JD: I would like to ask a very sincere question, if you don’t mind. I am not a professional economist, so I really don’t know the answer. Why don’t economists start by saying what the purpose of an economy (or “the economy”) is and then analyze what is happening in relation to that?
Me: I’ll answer that in the most basic and potentially insightful way, as basics/elementals are always insightful.
The purpose of economic production is consumption.
And a 50% Discount/Rebate monetary policy at the point of retail sale facilitates a free flowing economy by doubling everyone’s earned income purchasing power, doubling the actually available individual income/business revenue for any and all enterprises and just as a kicker not only completely eliminates any possibility of price and asset inflation, but by so integratively inverting the reality of chronic inflation to beneficial price deflation…fulfills one (and all) of the historically verifiable signatures of paradigm changes.
Look at that. Don’t just gloss over it. Its effects are mathematical, empirical, temporal and almost un-gameable (and virtually so with philosophically aligned tax and economic regulations). And when everyone (immediately) realizes how nice it is that their income/revenue is mathematically doubled and economic stability is bulwarked, another of the signatures of paradigm changes will take effect. That is, everything adapts and moves on to the new paradigm….not the other way around….because its so obviously beneficial to every economic agent and to the system.

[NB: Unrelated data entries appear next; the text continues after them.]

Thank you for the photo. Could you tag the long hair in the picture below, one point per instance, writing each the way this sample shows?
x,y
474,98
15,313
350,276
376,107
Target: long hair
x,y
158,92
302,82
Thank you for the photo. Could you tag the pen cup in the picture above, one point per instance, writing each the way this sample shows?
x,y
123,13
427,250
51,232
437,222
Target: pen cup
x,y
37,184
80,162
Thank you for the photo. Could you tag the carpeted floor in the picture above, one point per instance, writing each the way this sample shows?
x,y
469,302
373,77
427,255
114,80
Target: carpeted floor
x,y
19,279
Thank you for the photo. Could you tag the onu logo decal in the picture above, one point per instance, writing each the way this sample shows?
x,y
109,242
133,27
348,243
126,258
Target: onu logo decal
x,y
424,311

The operations of paradigm changes are always basically simple and yet always transformational to the pattern it relates to.
We should be focusing on the new paradigm, its problem resolving aspects and building a mass movement to herd the political apparatus toward its implementation, not endlessly affirming already agreed upon theories and policy parts of the paradigm change.
C’mon.
JD: If we take your purpose statement as a starting point, and I think it’s a pretty good one, economic analysis probably should begin by looking at how well and how efficiently an existing system actually serves people’s material needs, right? Why, then, don’t economists do that?
Me: That’s because they are largely off in some abstraction ONLY looking for the answer when they should be integrating both abstract and direct observation. And that’s the heterodox ones. The orthodox ones are simply way inured to their orthodoxy, concerned with career more than the search for truth, afraid to risk criticism and/or numerous other factors none of which is the wisdom of integrative thinking, and thinking on the paradigmatic level which is the quintessential integrative mental and temporal level of thought and observation as it is the integration of simple and complex, singular concept and pluralistic pattern effect.